La potenza mediatica e comunicativa del Sì, per tacere dei ricatti politici ed economici, è lampante, ma la
campagna, condotta dai comitati del no nei territori attraverso dibattiti, presidi, volantinaggi, ha mostrato
la vivacità esistente sul territorio, una vivacità plurale, fatta di tanti pezzi: sedi dell’Anpi, quanto resta dei
partiti della sinistra radicale, gruppi attivi nel sociale, comitati per l’acqua pubblica, movimenti a difesa
del territorio e dell’ambiente, associazionismo cattolico, centri sociali, qualche segmento dei sindacati.
Ne emerge una società come corpo vivo, e non solo: la mobilitazione del tessuto sociale di auto-
organizzazione collettiva sul referendum mostra la consapevolezza dell’inserimento della specifica
lotta/impegno sociale in una visione alternativa più ampia, nella quale le singole lotte si percepiscono
come parte di un controprogetto rispetto al modello dominante. Una visione in cui la Costituzione
rappresenta ancora un punto di riferimento importante.
Una lettura utopica? Non credo. Certo, la cittadinanza sociale attiva non è un fenomeno di massa, ma può
costituire la base per (ri)costruire una politica, e un soggetto politico, che metta al centro le esigenze di
giustizia ed emancipazione sociale. Da un lato, dunque, un nuovo riconoscimento per la Costituzione, una
sua rivitalizzazione; una conferma e una concretizzazione del carattere fondamentale della
“partecipazione effettiva” (art. 3, c. 2, Cost.).

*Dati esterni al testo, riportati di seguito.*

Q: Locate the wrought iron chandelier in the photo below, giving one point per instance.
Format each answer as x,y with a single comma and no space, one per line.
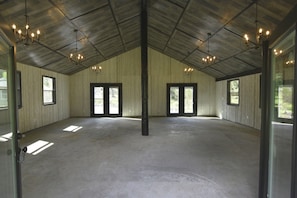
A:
25,36
96,68
261,34
76,57
188,70
209,58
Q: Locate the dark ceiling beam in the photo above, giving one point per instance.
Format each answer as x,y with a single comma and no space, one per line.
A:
247,63
117,25
237,75
176,24
229,57
144,69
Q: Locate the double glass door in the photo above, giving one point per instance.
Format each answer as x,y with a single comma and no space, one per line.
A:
282,122
106,99
8,171
181,99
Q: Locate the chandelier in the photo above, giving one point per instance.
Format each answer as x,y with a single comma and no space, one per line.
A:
75,56
188,70
208,59
96,68
25,36
261,34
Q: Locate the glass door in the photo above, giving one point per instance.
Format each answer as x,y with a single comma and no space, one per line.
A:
281,120
181,99
8,184
106,99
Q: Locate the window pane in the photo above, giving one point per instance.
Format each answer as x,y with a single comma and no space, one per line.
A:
234,92
48,97
98,100
285,103
114,100
174,99
3,89
48,84
188,100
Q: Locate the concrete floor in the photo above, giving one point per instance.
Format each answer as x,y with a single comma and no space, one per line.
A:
108,157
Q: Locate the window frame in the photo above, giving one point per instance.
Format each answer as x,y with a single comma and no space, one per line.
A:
5,90
53,91
229,102
19,89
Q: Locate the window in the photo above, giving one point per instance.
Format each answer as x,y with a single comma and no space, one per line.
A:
106,99
49,90
181,99
233,92
19,89
3,89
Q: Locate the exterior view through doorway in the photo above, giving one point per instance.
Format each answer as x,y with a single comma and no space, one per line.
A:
181,99
106,99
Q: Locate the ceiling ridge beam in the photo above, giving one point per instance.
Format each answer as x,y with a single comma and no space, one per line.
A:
230,20
75,27
223,27
117,25
177,23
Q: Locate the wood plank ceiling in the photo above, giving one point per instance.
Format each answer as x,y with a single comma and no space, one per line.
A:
177,28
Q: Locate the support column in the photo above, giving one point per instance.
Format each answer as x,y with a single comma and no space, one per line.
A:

Ciò, in palese contrasto con una riforma che mira sempre più a espellere dallo spazio politico il
pluralismo e la partecipazione. Non penso solo alle norme sulla democrazia diretta, come quelle che
elevano le firme necessarie per una proposta di legge di iniziativa popolare da 50.000 a 150.000 –
lasciando immutata la non considerazione delle proposte stesse da parte del Parlamento, perché nulla
garantisce il rinvio a future e discrezionali regole stabilite dai regolamenti parlamentari (ndr: dalla
maggioranza).
Penso all’impianto complessivo di un progetto che, concentrando poteri nell’esecutivo, attraverso il
depotenziamento dei possibili contrappesi, marginalizza sempre più le minoranze mostrando insofferenza
per qualsivoglia manifestazione di dissenso e/o di partecipazione che non sia quella di un voto che mira a
individuare una maggioranza (o una minoranza artificialmente resa tale) al cui comitato direttivo – o
meglio ancora al suo vertice (il Presidente del Consiglio) – sono affidate le sorti del Paese per cinque
anni.
Dall’altro lato, non si può negare che sia in atto una lotta sulla Costituzione che rischia di dimidiarne
l’essere “patto sociale”: vi sarà una parte che stenterà a riconoscervisi. Facciamo in modo che non sia il
corpo vivo della società. Diciamo No a un modello decisionista strumentale alla competitività escludente
della razionalità neoliberista, nel nome della Costituzione, con il suo riconoscimento del conflitto sociale
e il suo progetto di emancipazione sociale, di partecipazione e di limitazione del potere.